Meta-ETI: Meta-Reinforcement Learning With Explicit Task Inference for AAV-IoT Coverage

Abstract

To better enhance the network service for different user devices in various scenarios, autonomous aerial vehicles (AAVs) are increasingly used as aerial base stations (ABSs). However, optimizing coverage for user devices via AAV team control is an NP-hard problem and escalates exponentially in complexity with the growing number of user devices. To address this challenge, researchers have turned to reinforcement learning (RL) for a more practical solution.
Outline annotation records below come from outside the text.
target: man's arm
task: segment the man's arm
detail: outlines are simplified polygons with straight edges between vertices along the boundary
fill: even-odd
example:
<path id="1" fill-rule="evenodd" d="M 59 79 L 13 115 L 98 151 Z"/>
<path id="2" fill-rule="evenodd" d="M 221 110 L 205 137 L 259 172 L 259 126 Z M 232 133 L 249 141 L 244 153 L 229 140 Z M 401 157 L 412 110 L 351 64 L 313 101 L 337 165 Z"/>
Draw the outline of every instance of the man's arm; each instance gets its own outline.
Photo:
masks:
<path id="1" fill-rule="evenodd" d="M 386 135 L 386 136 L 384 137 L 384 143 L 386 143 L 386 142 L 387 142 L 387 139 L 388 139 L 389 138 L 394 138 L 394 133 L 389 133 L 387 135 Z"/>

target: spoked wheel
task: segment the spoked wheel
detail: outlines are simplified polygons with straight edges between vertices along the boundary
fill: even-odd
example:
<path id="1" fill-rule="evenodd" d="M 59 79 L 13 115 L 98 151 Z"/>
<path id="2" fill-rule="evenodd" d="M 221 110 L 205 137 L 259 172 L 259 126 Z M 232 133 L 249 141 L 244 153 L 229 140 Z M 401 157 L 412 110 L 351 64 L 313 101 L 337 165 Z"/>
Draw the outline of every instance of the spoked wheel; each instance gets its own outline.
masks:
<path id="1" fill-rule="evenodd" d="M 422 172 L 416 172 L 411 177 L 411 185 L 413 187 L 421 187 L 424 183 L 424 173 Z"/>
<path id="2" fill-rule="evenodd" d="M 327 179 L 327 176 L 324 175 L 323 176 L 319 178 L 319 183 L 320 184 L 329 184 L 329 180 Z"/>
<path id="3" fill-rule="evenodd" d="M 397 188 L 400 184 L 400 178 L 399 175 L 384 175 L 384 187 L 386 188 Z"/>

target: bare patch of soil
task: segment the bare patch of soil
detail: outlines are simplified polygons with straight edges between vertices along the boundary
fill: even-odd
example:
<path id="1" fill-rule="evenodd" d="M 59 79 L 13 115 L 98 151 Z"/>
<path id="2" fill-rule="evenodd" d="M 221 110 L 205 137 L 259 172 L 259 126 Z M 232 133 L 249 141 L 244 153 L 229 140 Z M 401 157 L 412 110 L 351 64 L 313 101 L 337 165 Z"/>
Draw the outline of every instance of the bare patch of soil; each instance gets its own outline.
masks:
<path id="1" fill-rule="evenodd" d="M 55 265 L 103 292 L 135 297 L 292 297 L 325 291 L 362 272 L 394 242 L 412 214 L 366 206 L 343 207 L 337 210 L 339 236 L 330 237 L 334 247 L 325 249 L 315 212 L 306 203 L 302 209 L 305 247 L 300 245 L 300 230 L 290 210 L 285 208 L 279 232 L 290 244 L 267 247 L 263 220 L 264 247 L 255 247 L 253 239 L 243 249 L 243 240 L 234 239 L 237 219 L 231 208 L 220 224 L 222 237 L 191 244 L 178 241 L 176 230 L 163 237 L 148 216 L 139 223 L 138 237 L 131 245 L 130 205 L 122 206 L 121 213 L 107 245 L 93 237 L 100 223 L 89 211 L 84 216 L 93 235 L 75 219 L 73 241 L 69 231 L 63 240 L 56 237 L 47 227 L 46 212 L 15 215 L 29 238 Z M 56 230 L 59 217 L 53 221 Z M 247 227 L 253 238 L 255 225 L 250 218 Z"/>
With the growing prevalence of the Internet of Things (IoT), the diversity of user devices increases, posing challenges for traditional RL, as 1) the spatial distribution of devices becomes more complex; 2) variations in device types and device mobility increase the training latency; 3) the high-speed movement of IoT devices can lead to performance deterioration in widely used RL algorithms with discrete action space; and 4) traditional RL struggles to adapt to new environments. To solve these problems, we propose a new meta-RL framework, Meta-RL with explicit task inference (Meta-ETI). Then, we apply this framework to efficiently train an energy-efficient AAV control policy for fair and effective coverage in 3-D dynamic environments. Meta-ETI is evaluated in both theoretical and application-related aspects and demonstrates superior performance compared to the baseline frameworks. The result shows that Meta-ETI demonstrates 2–3 times faster adaptation speed and a decent performance in sample efficiency. Furthermore, in the AAV-IoT coverage application, Meta-ETI shows 30%–50% better in energy efficiency and 40%–60% more served devices because of the fair coverage.